Remboursement d’un médicament hors étiquette : Topamax pour un trouble bipolaire

Résumé:
En novembre 2002 la clinique S. a prescrit du Topamax à Sieur A, affecté d’un trouble bipolaire. Auparavant Sieur A avait subi plusieurs hospitalisations. Durant les phases dépressives sa vie avait été menacée par des idées suicidaires. L’administration de Dépakine et de Tegretol n’avait pas permis de stabiliser son humeur. D’autre part  il tolérait mal ces médicaments qui entrainaient d’importants effets secondaires. Or, trois ans plus tard, la SUPRA décida de ne plus rembourser le Topamax, puisqu’il n’était homologué que pour les troubles épileptiques et les migraines.
Sieur A contesta la décision de la SUPRA. Le Tribunal des assurances du canton du Tessin estima que le Topamax, prescrit hors étiquette, devait exceptionnellement être pris en charge par la SUPRA, car on était en présence d’une maladie menaçant la vie de l’assuré ou, à tout le moins, provoquant une atteinte grave et chronique à sa santé. De plus la maladie ne pouvait pas être traitée autrement de manière efficace, par manque d’alternatives thérapeutiques.
Le Tribunal fédéral (ci-après TF) rejette le recours de la SUPRA dirigé contre l’arrêt du Tribunal du Tessin la condamnant à assumer les coûts du Topamax. Selon le TF, l’appréciation des juges tessinois est discutable mais pas arbitraire; par ailleurs, elle est fondée sur les avis médicaux de la psychiatre traitante et de la clinique S. Dans ces conditions, l’importante utilité thérapeutique du médicament, admise par le Tribunal du Tessin, doit être confirmée. Enfin le TF estime que la SUPRA ne peut raisonnablement pas exiger de l’assuré qu’il se soumette désormais à des expérimentations pharmacologiques alors même que le traitement au Topamax donne de bon résultats depuis longtemps.

Commentaire:
L’usage hors étiquette est important dans le domaine de la psychiatrie, notamment dans le cas du «Neurontin» et du «Topamax», autorisés pour l’épilepsie et utilisés pour le traitement des troubles bipolaires.
Sur ce sujet on pourra lire Loris Magistrini, L’utilisation hors étiquette de médicaments et son remboursement par l’assurance-maladie, in Jusletter 31 janvier 2011


Références:
9C_743/2007 du 28 novembre 2008 (en italien)
Sur le même sujet:  K83/04 du 2 mai 2005 (en allemand)

FIBROMYALGIE


Nouvelle jurisprudence sur la fibromyalgie du 3 juin 2015 (recueil des ATF et 9C_492/2014  en allemand)
Cet arrêt a fait l’objet d’un communiqué de presse en français du 17.06.15 ainsi que d’une traduction en français.

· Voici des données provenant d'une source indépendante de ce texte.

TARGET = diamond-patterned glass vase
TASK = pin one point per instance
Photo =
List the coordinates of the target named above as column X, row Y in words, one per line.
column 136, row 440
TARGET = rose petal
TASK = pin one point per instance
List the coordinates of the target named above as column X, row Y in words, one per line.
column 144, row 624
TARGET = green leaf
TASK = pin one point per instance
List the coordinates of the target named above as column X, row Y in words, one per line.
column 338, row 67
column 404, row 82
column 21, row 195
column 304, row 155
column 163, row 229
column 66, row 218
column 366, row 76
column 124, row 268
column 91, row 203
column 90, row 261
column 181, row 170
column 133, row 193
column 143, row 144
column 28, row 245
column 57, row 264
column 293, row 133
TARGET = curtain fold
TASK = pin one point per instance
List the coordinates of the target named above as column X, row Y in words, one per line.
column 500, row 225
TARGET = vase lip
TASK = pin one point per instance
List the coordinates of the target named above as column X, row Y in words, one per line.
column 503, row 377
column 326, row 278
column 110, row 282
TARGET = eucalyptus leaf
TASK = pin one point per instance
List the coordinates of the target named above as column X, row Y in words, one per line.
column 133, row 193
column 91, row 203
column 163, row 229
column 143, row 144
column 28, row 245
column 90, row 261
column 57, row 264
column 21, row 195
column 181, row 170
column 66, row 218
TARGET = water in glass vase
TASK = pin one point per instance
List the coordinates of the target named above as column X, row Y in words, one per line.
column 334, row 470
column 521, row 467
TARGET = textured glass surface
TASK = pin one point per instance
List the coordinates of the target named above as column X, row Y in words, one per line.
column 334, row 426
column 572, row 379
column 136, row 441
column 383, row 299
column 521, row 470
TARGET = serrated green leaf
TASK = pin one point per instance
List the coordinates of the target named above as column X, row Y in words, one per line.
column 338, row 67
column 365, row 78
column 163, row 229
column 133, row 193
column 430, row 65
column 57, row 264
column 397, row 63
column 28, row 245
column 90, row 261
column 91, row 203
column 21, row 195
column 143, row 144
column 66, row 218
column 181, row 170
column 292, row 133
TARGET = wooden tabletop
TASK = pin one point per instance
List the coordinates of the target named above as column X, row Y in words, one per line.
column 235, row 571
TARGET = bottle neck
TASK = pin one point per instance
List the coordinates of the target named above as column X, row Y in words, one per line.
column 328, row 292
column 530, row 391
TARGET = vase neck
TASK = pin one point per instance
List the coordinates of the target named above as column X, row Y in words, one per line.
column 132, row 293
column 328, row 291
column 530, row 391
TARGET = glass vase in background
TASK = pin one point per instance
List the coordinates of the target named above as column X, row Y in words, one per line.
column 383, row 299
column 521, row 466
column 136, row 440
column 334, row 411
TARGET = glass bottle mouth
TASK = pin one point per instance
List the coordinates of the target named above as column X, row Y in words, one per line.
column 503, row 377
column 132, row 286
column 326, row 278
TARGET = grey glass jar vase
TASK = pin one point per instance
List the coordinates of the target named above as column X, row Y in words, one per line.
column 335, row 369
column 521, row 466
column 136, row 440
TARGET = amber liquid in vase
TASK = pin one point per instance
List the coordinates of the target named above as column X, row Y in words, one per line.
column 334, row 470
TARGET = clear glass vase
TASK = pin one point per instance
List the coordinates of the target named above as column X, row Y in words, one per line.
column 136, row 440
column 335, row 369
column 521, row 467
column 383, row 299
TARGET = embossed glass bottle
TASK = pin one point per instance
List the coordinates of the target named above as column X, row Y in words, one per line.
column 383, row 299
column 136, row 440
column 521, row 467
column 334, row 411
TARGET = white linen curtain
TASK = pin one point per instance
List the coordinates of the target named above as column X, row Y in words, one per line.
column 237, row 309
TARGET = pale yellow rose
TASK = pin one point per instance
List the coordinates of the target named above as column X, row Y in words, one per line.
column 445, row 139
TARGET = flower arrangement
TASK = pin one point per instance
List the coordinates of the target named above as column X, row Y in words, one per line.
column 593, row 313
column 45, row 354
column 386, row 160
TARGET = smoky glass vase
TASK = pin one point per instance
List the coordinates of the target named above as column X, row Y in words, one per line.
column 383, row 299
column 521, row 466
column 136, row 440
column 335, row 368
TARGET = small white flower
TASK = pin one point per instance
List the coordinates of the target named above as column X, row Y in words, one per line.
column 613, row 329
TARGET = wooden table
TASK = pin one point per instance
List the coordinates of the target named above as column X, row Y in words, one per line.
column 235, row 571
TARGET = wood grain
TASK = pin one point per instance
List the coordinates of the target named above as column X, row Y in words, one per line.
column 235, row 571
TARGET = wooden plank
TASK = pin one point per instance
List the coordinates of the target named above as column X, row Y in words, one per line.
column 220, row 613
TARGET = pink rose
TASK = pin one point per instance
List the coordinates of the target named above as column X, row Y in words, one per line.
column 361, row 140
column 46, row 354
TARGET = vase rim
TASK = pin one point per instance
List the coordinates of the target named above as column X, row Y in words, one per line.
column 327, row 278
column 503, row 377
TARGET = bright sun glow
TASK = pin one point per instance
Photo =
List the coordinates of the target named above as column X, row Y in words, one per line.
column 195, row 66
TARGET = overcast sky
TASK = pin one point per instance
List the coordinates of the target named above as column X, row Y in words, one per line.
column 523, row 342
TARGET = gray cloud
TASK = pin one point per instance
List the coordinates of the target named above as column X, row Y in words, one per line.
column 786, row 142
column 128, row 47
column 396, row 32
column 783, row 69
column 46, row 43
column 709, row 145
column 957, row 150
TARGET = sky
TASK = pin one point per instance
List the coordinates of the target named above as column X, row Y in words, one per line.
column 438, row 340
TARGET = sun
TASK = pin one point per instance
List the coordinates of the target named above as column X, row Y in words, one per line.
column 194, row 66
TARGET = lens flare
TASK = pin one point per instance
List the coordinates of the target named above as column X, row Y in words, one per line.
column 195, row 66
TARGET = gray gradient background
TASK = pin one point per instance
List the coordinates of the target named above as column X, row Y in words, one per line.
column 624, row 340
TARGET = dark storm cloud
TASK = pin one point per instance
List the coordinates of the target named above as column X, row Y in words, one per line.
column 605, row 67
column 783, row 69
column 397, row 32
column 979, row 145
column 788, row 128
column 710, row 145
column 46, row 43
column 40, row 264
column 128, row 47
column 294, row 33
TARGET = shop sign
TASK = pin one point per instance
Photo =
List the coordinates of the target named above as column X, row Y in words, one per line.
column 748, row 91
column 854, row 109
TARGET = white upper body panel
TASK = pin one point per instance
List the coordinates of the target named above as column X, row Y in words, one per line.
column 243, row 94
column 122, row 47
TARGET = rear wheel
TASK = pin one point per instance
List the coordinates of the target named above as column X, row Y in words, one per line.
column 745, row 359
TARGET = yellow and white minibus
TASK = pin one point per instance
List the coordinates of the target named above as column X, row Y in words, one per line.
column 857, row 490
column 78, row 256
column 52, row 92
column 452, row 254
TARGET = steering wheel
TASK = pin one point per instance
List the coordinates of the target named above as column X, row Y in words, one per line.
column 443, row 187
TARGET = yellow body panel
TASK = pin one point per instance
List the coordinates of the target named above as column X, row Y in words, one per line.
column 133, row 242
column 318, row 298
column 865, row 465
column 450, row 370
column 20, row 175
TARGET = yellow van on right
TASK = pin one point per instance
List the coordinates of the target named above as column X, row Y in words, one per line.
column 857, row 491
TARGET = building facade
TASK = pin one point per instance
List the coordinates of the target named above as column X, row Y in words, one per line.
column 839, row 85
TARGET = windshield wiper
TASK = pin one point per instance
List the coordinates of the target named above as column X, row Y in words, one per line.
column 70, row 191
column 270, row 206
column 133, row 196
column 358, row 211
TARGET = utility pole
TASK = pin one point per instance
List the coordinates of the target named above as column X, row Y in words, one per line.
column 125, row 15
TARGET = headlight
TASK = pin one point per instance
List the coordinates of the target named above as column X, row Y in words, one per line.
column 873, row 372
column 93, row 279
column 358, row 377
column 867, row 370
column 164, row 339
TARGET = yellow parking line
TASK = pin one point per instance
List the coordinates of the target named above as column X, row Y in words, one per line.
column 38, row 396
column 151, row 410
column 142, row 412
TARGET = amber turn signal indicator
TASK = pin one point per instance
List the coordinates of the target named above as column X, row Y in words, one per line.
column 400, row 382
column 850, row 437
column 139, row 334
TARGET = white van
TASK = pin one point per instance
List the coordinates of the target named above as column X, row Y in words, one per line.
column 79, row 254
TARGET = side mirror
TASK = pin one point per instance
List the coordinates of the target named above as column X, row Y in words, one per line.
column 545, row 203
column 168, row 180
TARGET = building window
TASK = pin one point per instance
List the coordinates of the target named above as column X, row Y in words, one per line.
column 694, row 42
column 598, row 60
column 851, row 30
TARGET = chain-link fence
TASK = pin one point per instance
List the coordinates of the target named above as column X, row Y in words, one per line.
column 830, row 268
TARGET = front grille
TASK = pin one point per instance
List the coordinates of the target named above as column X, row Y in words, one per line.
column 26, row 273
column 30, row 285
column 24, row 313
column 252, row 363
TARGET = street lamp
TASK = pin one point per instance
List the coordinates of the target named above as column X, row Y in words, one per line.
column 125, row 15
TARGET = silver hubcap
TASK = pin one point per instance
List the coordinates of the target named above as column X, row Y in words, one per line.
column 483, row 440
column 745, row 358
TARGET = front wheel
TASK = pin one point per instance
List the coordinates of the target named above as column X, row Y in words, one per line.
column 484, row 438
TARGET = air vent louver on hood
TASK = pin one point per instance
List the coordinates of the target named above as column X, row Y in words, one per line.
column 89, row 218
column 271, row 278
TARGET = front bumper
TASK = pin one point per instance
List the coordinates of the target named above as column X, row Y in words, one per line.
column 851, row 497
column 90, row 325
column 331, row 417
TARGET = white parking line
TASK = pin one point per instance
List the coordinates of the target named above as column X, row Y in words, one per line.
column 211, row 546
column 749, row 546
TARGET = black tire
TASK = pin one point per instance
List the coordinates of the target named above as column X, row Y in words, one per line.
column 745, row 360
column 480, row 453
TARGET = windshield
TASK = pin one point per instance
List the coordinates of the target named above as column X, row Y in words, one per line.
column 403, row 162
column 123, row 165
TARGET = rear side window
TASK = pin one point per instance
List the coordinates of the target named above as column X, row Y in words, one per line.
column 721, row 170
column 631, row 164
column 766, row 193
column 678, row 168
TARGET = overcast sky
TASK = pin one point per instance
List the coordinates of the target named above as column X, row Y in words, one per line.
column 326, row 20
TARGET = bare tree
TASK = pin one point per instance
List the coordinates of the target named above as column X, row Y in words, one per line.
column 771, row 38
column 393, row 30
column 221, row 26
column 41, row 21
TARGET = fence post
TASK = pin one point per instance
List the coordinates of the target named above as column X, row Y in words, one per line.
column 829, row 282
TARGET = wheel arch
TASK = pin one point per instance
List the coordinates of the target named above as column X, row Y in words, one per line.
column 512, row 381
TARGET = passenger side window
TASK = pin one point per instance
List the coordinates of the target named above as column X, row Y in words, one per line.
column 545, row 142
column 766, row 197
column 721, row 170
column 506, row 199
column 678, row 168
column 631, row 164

Le Tribunal fédéral (TF) abandonne la présomption selon laquelle les troubles somatoformes douloureux et les affections psychosomatiques assimilées peuvent être surmontés par un effort de volonté.
La jurisprudence s’applique par analogie aux affections suivantes (CIIAI 318.507.13chiffre 1017.4):

  • Distorsion de la colonne cervicale sans constat organique de perte de fonction (coup du lapin)
  • Fibromyalgie
  • Hypersomnie non organique
  • Neurasthénie et syndrome de fatigue chronique (SFC)
  • Syndrome de stress posttraumatique (SSPT)
  • Troubles dissociés de la motricité
  • Troubles dissociés de la sensibilité et de la réceptivité
  • Trouble de la personnalité lié à un syndrome algique chronique

Le 7 juillet 2015 l’Office fédéral des assurances sociales (OFAS) a émis une circulaire d’interprétation de cette nouvelle jurisprudence : AI n 334 
Il ressort ce de cette circulaire que pour pouvoir bénéficier de la nouvelle jurisprudence, les personnes auxquelles une rente a été refusée par le passé doivent avoir subi une aggravation de leur état de santé depuis la date de la décision de refus . Cela leur ouvre la voie de la révision (article 17 LPGA). En revanche la circulaire ferme la voie de la reconsidération (art. 53 al. 2 LPGA) ; la nouvelle jurisprudence ne s’applique donc pas rétroactivement.